Meerdere overtredingen passeerden in deze zaak de revue, maar volgens de rechter kon maar één overtreding aan de horecaexploitant worden toegerekend: de leidinggevende was niet aanwezig terwijl de inrichting voor publiek was geopend. De voorzieningenrechter oordeelde dat de burgemeester er niet in was geslaagd om voldoende te motvieren waarom met déze gedraging de grens tussen niet van slecht levensgedrag zijn en wel van slecht levensgedrag zijn is overschreden.
Tot slot
Wat goed of slecht levensgedrag is wordt niet door de wetgever bepaald.

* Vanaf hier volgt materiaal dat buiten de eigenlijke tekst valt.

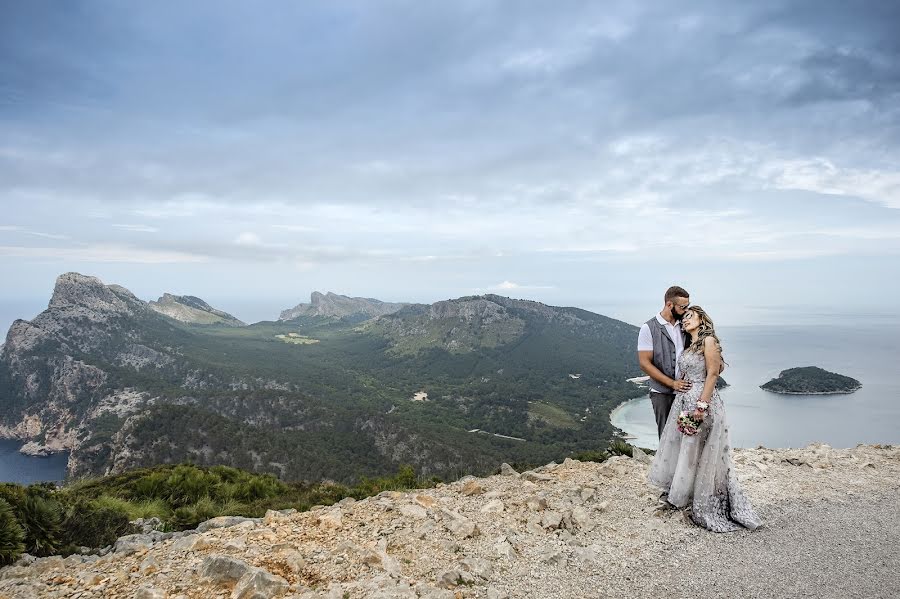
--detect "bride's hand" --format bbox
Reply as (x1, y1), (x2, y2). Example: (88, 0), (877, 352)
(692, 409), (705, 422)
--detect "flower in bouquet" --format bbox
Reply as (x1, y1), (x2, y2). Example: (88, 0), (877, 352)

Bij het beoordelen of sprake is van goed of slecht levensgedrag heeft de burgemeester dan ook veel vrijheid en moge allerhande feiten en omstandigheden worden betrokken. Dit geldt voor de verlening en intrekking van een vergunning op grond van de Drank- en Horecawet en in veel gevallen ook voor exploitatie- en terrasvergunningen op grond van een gemeentelijke verordening. Dat wil niet zeggen dat vanuit de gemeente niets hoeft te worden onderbouwd. Uit het besluit moet duidelijk volgen waarom zo besloten is. Of dit onbepaalde begrip ook in de toekomst stand zal houden, zal blijken als ook de hoogste bestuursrechter zich uitlaat over de relatie met de Dienstenrichtlijn. Daarover binnenkort meer!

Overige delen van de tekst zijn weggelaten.